Controversies about the real efficacy of a given pharmacological agent of depression
SSRI “(serotonin selective reuptake inhibitors)” are one of the most extensively used agents of anti-depressant, mainly because they have a relatively low profile of side effects, their administration ease, and the fact that their initial dose is near to the therapeutic dose. Conversely, all the SSRIs have the prospective of side effects which can remain stable (such as sexual dysfunction, sedation) or fade over time (like activation, nausea). Moreover, the SSRIs ambivalent effects on parameters like mood make some patient cynical about their real impact, and this is further fed by their capacity to change other medication metabolisms through the P450 system, a cluster of hepatic enzymes which metabolize toxins, food, and medications (Popa-Velea, Gheorghe, Truţescu, & Purcărea, 2015).
However, comparing the benefits to risks of SSRIs, the benefits outweigh the risks. First, SSRIs help reduce suicidal ideation frequency, have fewer interactions with drugs than older antidepressants, and even the hepatic cytochrome P450 enzymes inhibition by SSRIs has proven very rarely to be of clinical importance. Additionally, SSRIs, specifically fluoxetine are more appropriate for use as maintenance therapy for long-term in chronic relapsing diseases. Also, fluoxetine has a superior therapeutic profile due to its high rate of efficacy, increased overdose safety, reduced adverse effects incidence, and ease of maintaining patients in plans of adequate treatment (Mourilhe & Stokes, 2018).
Conclusion
Depression is considered a common life-disrupting and deadly illness, with a higher disease burden. Even though antidepressant medication should be considered the first line treatment for both severe and moderate depression, health care providers should consider combining it with non-pharmacological interventions such as CBT and physical exercise programmes. This is because antidepressants have many serious/adverse side effects and combining the two has been proven by research evidence to be effective. Therefore, both of the two interventions are considered essential in the treatment of depression.
References
Appiah, E. (2013). THE USE OF NON-PHARMACOLOGICAL INTERVENTION IN THE TREATMENT OF DEPRESSION: A Literature Review.

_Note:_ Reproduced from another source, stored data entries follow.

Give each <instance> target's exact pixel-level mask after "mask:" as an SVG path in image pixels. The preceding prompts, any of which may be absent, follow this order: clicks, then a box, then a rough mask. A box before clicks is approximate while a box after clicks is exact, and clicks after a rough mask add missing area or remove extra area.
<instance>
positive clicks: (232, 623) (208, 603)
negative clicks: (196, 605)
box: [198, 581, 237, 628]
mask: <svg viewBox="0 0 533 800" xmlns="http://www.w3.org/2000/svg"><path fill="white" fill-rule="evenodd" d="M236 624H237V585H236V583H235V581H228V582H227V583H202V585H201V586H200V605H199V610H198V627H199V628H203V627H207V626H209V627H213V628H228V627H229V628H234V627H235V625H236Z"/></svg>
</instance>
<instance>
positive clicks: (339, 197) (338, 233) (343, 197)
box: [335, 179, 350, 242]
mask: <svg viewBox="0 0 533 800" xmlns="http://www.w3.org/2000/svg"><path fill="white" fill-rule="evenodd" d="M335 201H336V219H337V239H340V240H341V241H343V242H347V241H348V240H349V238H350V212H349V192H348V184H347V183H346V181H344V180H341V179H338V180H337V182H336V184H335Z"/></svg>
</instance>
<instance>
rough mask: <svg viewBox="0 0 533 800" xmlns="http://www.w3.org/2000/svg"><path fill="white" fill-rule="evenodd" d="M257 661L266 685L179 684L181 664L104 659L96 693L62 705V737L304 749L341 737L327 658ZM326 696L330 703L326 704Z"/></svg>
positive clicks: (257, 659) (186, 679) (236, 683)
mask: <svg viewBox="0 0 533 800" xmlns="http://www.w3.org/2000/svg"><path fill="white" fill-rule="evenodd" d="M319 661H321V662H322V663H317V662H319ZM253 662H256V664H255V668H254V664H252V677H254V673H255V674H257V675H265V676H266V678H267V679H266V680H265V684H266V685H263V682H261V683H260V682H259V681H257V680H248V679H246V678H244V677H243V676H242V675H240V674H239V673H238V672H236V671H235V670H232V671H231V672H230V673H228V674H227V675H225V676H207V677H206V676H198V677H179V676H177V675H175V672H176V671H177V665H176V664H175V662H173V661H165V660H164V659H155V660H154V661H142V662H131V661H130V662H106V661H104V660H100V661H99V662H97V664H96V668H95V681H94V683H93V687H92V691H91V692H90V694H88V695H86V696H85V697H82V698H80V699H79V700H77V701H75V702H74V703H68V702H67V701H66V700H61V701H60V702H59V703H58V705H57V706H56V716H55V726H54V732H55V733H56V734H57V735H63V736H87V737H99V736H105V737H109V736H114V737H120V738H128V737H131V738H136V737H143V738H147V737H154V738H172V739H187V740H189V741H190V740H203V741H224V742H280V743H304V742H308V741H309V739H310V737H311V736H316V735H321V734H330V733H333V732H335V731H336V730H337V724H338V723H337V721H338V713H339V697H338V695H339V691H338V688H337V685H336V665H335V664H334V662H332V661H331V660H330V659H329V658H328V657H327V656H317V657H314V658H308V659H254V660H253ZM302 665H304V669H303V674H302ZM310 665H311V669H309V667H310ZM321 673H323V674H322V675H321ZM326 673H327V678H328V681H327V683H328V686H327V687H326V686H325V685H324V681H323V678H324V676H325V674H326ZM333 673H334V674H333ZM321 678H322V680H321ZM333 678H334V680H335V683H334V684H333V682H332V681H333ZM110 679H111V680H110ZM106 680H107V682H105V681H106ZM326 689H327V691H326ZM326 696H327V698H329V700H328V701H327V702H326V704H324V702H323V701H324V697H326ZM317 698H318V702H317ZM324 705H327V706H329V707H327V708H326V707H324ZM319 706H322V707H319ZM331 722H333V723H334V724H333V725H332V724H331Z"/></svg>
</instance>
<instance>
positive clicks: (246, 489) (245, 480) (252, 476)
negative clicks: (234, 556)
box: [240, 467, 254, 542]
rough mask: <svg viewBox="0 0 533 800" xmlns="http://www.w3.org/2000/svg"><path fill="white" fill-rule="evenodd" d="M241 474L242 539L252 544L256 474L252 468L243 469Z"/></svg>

Mourilhe, P., & Stokes, P. E. (2018). Risks and benefits of selective serotonin reuptake inhibitors in the treatment of depression. Drug Safety , 18 (1), 57-82.
Popa-Velea, O., Gheorghe, I. R., Truţescu, C. I., & Purcărea, V. L. (2015). Current challenges and pitfalls in the pharmacological treatment of depression. Journal of medicine and life , 8 (2), 181.
World Health Organization. (2013). Pharmacological treatment of mental disorders in primary health care . World Health Organization.